クライオが900百万ドルの資金を調達し、AIを活用して法務テックを革新
カナダの法務ソフトウェア企業クライオが設立16周年を迎え、SiriーズFの資金調達ラウンドで900百万ドルを確保したと発表しました。この投資はニューロエンタープライズアソシエイツ(NEA)主導で行われ、同社の評価額は30億ドルに達し、クラウド法務テクノロジー分野では最大規模の取引となります。クライオは、この資金をAIによる技術強化と新市場への拡大に活用する予定です。現在、クライオは130カ国以上で15万人以上のユーザーにサービスを提供しており、その大多数は米国に拠点を置いています。
「私たちはワークフローを大幅に簡素化し、1つのシステムに統合することができます」と、クライオのCEO兼創業者であるジャック・ニュートン氏はメディアインタビューで語りました。「私たちは、法務事務所が信頼できる真実の情報源として利用できる集中管理された安全なシステムを提供しています。
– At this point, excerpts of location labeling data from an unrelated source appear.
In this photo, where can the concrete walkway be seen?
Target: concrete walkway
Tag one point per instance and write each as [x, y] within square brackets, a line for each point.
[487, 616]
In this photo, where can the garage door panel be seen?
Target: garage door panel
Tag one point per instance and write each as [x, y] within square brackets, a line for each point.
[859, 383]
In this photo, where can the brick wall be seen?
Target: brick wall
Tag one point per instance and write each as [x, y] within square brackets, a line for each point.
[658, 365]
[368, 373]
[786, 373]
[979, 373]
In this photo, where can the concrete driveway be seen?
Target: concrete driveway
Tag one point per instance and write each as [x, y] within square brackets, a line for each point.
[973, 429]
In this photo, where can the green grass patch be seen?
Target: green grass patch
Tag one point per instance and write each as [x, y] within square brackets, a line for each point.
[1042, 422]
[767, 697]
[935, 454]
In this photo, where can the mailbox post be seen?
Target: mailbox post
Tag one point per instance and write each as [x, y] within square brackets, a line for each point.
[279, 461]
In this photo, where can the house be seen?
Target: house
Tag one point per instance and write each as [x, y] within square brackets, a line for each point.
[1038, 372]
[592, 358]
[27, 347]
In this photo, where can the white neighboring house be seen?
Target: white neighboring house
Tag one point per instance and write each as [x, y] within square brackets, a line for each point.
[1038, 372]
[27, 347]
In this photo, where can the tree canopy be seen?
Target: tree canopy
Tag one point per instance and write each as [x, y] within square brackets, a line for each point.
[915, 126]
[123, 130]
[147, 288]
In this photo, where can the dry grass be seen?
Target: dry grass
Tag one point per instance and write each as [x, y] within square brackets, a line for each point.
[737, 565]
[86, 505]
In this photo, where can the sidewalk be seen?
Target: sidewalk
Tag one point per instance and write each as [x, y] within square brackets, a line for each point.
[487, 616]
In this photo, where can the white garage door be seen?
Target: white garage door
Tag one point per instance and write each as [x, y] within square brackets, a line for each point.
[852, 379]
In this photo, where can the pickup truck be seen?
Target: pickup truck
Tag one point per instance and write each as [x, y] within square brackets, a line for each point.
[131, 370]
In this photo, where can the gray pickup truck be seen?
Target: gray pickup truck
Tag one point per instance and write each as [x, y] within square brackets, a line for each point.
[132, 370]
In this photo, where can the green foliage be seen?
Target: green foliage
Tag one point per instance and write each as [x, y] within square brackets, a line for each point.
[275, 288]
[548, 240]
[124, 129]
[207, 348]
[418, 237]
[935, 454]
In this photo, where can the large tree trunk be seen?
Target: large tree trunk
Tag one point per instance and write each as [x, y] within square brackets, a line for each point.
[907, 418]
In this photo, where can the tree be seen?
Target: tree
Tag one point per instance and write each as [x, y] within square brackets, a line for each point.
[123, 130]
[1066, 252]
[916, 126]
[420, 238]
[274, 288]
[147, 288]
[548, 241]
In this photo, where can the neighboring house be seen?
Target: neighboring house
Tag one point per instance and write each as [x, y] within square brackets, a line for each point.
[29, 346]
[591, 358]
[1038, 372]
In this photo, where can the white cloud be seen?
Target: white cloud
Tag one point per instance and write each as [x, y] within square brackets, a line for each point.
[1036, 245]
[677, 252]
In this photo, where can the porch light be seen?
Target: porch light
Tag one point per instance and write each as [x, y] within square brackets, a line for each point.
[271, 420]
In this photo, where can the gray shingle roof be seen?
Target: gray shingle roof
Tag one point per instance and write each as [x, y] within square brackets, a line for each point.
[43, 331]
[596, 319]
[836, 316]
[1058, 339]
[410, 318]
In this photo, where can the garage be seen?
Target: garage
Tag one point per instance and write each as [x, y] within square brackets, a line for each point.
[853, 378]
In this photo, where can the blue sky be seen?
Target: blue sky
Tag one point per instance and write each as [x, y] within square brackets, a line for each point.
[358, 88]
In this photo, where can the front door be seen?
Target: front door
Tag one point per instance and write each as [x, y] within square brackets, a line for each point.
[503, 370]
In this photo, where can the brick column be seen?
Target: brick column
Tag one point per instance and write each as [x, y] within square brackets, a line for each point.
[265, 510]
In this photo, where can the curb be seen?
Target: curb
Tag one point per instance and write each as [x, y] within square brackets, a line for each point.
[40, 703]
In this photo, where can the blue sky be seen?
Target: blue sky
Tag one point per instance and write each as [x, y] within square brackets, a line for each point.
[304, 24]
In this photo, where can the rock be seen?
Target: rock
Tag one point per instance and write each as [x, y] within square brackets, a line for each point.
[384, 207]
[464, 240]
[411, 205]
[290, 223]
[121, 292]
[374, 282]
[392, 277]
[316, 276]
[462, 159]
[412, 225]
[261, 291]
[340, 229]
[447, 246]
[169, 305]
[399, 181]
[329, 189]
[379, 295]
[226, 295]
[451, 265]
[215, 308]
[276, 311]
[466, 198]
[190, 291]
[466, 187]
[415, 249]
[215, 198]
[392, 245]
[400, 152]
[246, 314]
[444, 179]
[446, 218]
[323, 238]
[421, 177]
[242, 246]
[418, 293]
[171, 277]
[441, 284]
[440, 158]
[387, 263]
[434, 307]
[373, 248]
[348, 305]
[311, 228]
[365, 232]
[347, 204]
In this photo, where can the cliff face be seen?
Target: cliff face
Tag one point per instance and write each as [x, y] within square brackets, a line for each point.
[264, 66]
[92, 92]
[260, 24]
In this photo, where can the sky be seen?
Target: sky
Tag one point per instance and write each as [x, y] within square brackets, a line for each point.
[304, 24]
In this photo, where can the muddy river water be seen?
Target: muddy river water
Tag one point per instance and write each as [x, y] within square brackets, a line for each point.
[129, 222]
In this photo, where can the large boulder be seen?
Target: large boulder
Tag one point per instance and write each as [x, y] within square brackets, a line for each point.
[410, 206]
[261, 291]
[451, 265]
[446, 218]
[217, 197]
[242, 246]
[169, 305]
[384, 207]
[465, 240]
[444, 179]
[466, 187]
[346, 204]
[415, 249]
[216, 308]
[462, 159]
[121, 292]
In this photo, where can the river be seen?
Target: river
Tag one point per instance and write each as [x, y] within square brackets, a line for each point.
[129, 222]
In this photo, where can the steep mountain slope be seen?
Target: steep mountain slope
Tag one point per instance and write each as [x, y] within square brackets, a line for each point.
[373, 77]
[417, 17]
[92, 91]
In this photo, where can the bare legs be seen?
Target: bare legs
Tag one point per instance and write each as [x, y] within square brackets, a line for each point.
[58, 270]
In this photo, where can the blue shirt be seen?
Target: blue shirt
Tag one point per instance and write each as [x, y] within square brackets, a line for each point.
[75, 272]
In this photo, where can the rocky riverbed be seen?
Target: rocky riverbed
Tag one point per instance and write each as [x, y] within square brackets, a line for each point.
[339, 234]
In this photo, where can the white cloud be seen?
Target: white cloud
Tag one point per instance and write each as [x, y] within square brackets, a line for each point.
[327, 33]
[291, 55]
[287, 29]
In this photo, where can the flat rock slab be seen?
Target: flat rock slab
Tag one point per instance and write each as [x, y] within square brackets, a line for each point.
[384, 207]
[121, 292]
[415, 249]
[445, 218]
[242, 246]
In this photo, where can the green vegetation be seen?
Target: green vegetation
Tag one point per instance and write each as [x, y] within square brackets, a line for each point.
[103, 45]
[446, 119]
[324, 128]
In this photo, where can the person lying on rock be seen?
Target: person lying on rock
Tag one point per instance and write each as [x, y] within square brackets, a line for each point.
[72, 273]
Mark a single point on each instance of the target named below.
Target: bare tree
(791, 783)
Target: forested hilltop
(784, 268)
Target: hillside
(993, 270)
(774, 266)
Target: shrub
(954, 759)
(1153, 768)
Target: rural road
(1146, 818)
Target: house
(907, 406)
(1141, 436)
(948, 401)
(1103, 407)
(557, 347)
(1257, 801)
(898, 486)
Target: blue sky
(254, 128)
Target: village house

」
SiriーズFラウンドには、ゴールドマンサックスアセットマネジメント、シックススティートグロース、キャピタルG、タイドマークなどが投資し、既存の株主であるTCVやJMIエクイティも参加しました。
AIと統合ソリューションによるイノベーション
クライオはAIおよび統合法務決済ソリューションへの投資を優先しています。同社は最近、弁護士が日常業務を効率化し、分析を通じてプラクティスマネジメントを向上させるための生成AIツール「クライオデュオ」を発表しました。このツールには、法廷発見のための監査ログ機能も含まれており、法務業務の改善に寄与します。
「私たちはAIに全力で取り組んでいます」とニュートン氏は強調しました。「AIを製品の様々な部分に統合しています。私たちのAIへの投資は1年半以上前から始まり、2022年11月のChatGPTの登場によって顧客の関心が高まりました。」
ニュートン氏は、AIが弁護士の役割を奪う可能性について懸念を示す声もあると認識しつつ、AIは弁護士の生産性を高め、77%の法的問題が未解決の状態にある「正義のギャップ」に対処することを目指していると述べました。また、クライオは事務所の財務管理のための「クライオ会計」や、個人傷害の弁護士向けの迅速な和解見積もりを提供する特別なモジュールも提供しています。さらに、「クライオドラフト」を使ったインテリジェントな文書自動化や電子法院提出サービスも充実しています。
セキュリティへのコミットメント
法務分野では機密保持が不可欠であるため、クライオはセキュリティを最優先事項としています。最近のクラウドサービスの障害により、外部プロバイダーへの依存に対する懸念が高まっていますが、ニュートン氏はクライオのセキュリティへの強固なコミットメントをユーザーに保証しています。
「私たちはセキュリティとコンプライアンスに多大な投資を行い、競合他社を上回る専任のセキュリティチームを運営しています」とニュートン氏は述べました。「これにより、HIPAA規制を受ける顧客に安心を提供できます。」
驚異的な成長の軌跡
2021年4月のSiriーズE資金調達で1億1000万ドルを調達して以来、クライオは年次定期収入(ARR)が2億ドルを超えるなど、驚異的な成長を遂げています。2022年には決済事業を立ち上げ、年数十億ドルの法的取引を処理しています。また、クライオの従業員数は1100人を超え、製品開発、研究開発、顧客成功へのコミットメントを強化しています。
2008年からのイノベーション
クライオは2008年の設立以来、法務テクノロジーの分野に多大な影響を与えてきました。独立した専門家や小規模事務所を支援することを目指し、ジャック・ニュートン氏とリアン・ゴーブロウ氏は法務実務をクラウドへ移行しました。クライオはこれまでに10回のクライオクラウドカンファレンスを開催し、32回のレイズマン賞を授与し、7回の法的トレンドレポートを発表しました。100を超える弁護士協会や法学会から支持されており、学術アクセスプログラムを通じて200以上の教育機関の55,000人以上のユーザーに無料でソフトウェアを提供しています。